Our Domain Lodge meeting on the 5th of July showed the usual camaraderie and information sharing that people affected by head and neck cancer are good at. We talked about the deep thirst and discomfort experienced by patients having reconstructive surgery. About how important nursing care is. About the sharp throat pain caused by chemoradiation which one patient described as trying to  swallow a “red hot pizza”. About the difficulty one patient had getting across the road from Domain Lodge to Oncology. The treatment had exhausted her so much by the last two weeks. 

We had six patients in attendance, a specialist nurse and an Auckland University exercise scientist, Hana van Waart.  Below is a description of her current research.
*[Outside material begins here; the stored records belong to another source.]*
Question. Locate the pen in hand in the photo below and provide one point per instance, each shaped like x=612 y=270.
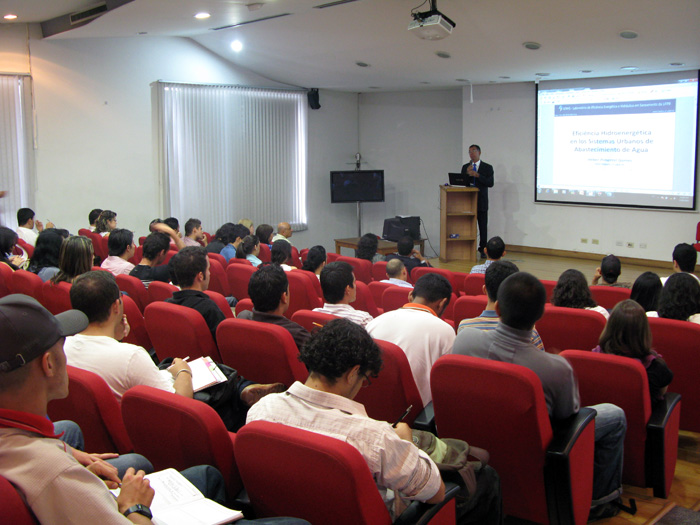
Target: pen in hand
x=402 y=416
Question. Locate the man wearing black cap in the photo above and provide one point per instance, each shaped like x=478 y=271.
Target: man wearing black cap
x=55 y=486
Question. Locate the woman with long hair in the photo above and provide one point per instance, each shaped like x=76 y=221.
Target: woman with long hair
x=627 y=334
x=75 y=259
x=572 y=291
x=249 y=248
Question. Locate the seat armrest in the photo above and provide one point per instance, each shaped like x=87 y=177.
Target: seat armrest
x=661 y=411
x=426 y=419
x=420 y=513
x=566 y=431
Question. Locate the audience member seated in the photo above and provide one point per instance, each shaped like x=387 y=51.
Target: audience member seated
x=684 y=259
x=121 y=249
x=409 y=256
x=92 y=218
x=49 y=474
x=680 y=298
x=610 y=269
x=367 y=248
x=8 y=240
x=572 y=291
x=26 y=222
x=338 y=285
x=315 y=260
x=98 y=349
x=646 y=291
x=281 y=255
x=269 y=290
x=341 y=358
x=106 y=222
x=494 y=250
x=248 y=224
x=75 y=259
x=496 y=273
x=249 y=249
x=627 y=333
x=238 y=233
x=264 y=233
x=418 y=330
x=397 y=274
x=191 y=270
x=284 y=232
x=520 y=303
x=194 y=234
x=44 y=261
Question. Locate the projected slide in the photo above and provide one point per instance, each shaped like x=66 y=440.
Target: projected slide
x=619 y=146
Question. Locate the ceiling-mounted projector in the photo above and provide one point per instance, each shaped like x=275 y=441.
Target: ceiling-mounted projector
x=431 y=25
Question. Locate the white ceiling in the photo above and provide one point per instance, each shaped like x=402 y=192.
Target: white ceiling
x=319 y=47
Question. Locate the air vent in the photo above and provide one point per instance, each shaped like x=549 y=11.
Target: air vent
x=88 y=14
x=251 y=21
x=333 y=4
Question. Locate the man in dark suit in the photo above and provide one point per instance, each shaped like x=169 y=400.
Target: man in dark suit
x=480 y=175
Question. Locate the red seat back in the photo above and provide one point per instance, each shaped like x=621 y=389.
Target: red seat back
x=394 y=390
x=679 y=343
x=160 y=291
x=238 y=276
x=262 y=351
x=361 y=268
x=27 y=283
x=474 y=284
x=56 y=297
x=302 y=294
x=274 y=455
x=135 y=288
x=310 y=319
x=92 y=405
x=180 y=433
x=379 y=271
x=179 y=331
x=469 y=306
x=364 y=300
x=564 y=328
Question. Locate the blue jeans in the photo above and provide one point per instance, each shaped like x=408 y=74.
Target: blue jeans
x=73 y=436
x=610 y=429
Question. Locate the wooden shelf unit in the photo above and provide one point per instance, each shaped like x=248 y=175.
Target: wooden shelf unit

“We are currently looking at the period between diagnosis and surgery, dubbed prehabilitation, to improve overall functioning to better withstand upcoming treatments. It is a holistic suite that can encompass for example exercise, nutrition optimization, smoking cessation, and psychological interventions. It is likely that benefits of prehabilitation are optimized by being tailored to the needs of specific communities.

We are therefore undertaking participatory research, which consists of three phases:

1) Focus groups: To gain insight into the needs and wants of patients with cancer in the prehabilitation period between diagnosis and surgery with an a priori focus on Māori patients.

2) Co-design prehabilitation interventions: a collaboration between patients, researchers and healthcare professionals.

3) Pilot test the developed prehabilitation interventions, which will inform any potential randomized controlled trials.

We have invited Hana to our Facebook group and hope she can use some of us as a focus group.

World Head and Neck Cancer Day is on July 27. So far Auckland ORL has organised a stall on Level 5 – we will be there from just after 9 am to just before 1 pm to raise awareness. The Cancer Society will be there too. A new development for us is working with the Sexually Transmitted Infections Educational Foundation (STIEF) and the Head and Neck Cancer Foundation Aotearoa to conduct a campaign to promote the HPV vaccine which helps prevent throat cancer as well as five other cancers.